# 5/8" drive sockets



## deadmoose (Oct 30, 2011)

Are they worth anything?

I picked up a dirty coffee can of sockets. Mostly 1/2 drive. But one is 5/8 drive. 1 1/4 6 point. Nothing but the size on it. No other markings.

Do I try to find it a new home or toss it in the scrap bucket?


----------



## haybaler101 (Nov 30, 2008)

Never heard of a 5/8" drive. Looks like a well used 1/2" with the square beat out.


----------



## NewBerlinBaler (May 30, 2011)

How do you know for sure it's a 5/8" drive socket?
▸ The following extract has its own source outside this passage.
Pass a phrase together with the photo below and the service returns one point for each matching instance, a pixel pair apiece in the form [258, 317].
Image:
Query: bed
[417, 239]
Do you have a 5/8" drive ratchet handle that fits it? LOL.

Gary


----------



## carcajou (Jan 28, 2011)

used to be common before ww2 unless it is in really good shape they are not worth much


----------



## slowzuki (Mar 8, 2011)

There are collectors on Garage Journal forum that may bite.


----------



## deadmoose (Oct 30, 2011)

haybaler101 said:


> Never heard of a 5/8" drive. Looks like a well used 1/2" with the square beat out.





NewBerlinBaler said:


> How do you know for sure it's a 5/8" drive socket? Do you have a 5/8" drive ratchet handle that fits it? LOL.
> 
> Gary


Tape measure doesn't like to lie.


----------